Выбрать главу

Which made her fondness for Louis Nenda even harder to explain. Nenda was Atvar H’sial’s business partner. He had told Darya, in so many words, that he was a man with an awful and criminal past. He was a native of Karelia , in the far-off reaches of the Zardalu Communion, and others had hinted to Darya of monstrous acts which meant he could never return there. He even possessed his own Hymenopt slave, Kallik, and unlike Atvar H’sial he could not offer the excuse that he needed an interpreter.

Kallik sat at Louis Nenda’s feet, on the other side of Atvar H’sial. The Hymenopt was short and barrel-shaped, her meter-long body covered with short black fur. With her small round head, set with a ring of bright black eye pairs, she looked mild and defenseless.

Darya knew better. Invisible was the yellow sting, retracted into the end of the rounded abdomen. That hollow needle could deliver squirts of neurotoxin with no known antidote. At will, Kallik could vary the composition from mild anesthetic to instant kill. Also invisible was the Hymenopt nervous system. It provided Kallik with a reaction speed ten times as fast as a human’s. The eight thin legs would carry her a hundred meters in two seconds, or let her leap fifteen meters into the air under a standard gravity.

The miracle was that Kallik regarded Louis Nenda as her absolute master and allowed herself to be led around with a collar and leash. Nenda bullied and blustered. Sometimes he even carried a whip. However, Darya had direct proof that the master/slave relationship was more complex than it seemed. She had been on board Nenda’s ship, the Have-It-All. Nenda’s private quarters were opulent, even by the standards of a rich world like Sentinel Gate. But Kallik’s were just as large, and just as well-furnished. The little Hymenopt even had her own additional private area, equipped with powerful computers and scientific instruments.

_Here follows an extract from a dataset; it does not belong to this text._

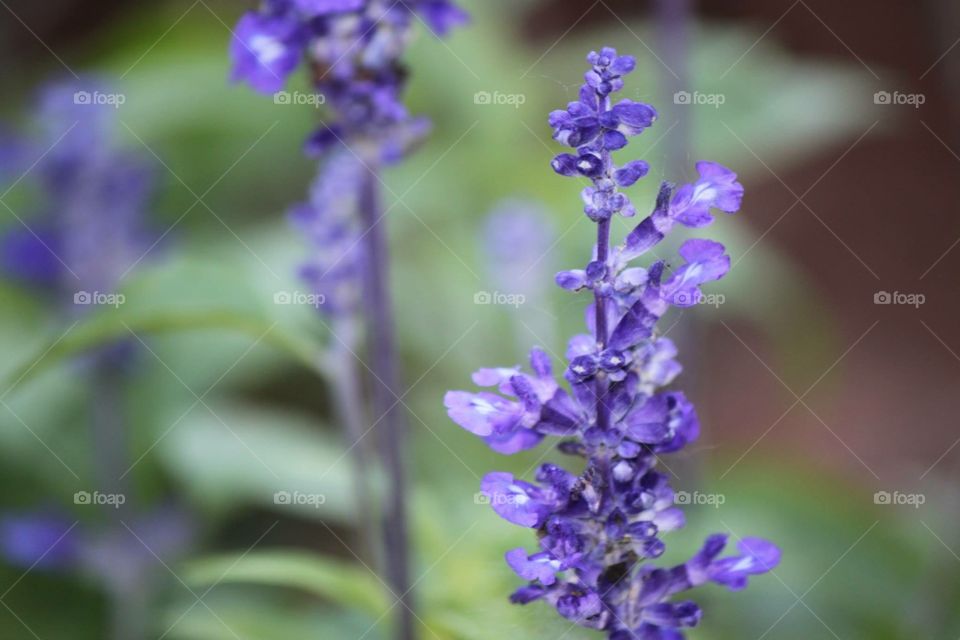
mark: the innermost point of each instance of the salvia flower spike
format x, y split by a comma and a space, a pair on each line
600, 530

Kallik squeezed past Atvar H’sial, whose great body was blocking Louis Nenda, and came scuttling over to Darya. The Hymenopt and J’merlia exchanged a brief burst of clicks and whistles, then Kallik said, “Greetings. With your arrival we will perhaps begin to receive some explanation for our presence.”

It was an embarrassment to Darya that J’merlia and Kallik, whom she had thought mindless pets when she first met them, could pick up languages with such ease. In the time that it had taken Darya to comprehend a few basic Hymenopt clicks, Kallik had achieved fluency in half a dozen human languages.

Darya shook her head. “You won’t get explanations from me. I have no idea why I was summoned.”

“Master Nenda says that it is a meeting which involves the Builders, and Builder artifacts.”

“So I was told. But the Builders vanished from the spiral arm more than three million years ago, and now all their artifacts are gone, too.”

“You sure of that?” Louis Nenda must have done an end run on Atvar H’sial, moving round the back of the row of seats. He had appeared now on Darya’s right-hand side.

“Sure as anyone can be.” Darya quietly pushed his hand away from her shoulder. “The Artifact Research Institute is the clearinghouse for all activities or information concerning the Builders or Builder artifacts. I examine the data bases every day, personally. Absolutely nothing new has come in for the past few months—not for years, in fact.”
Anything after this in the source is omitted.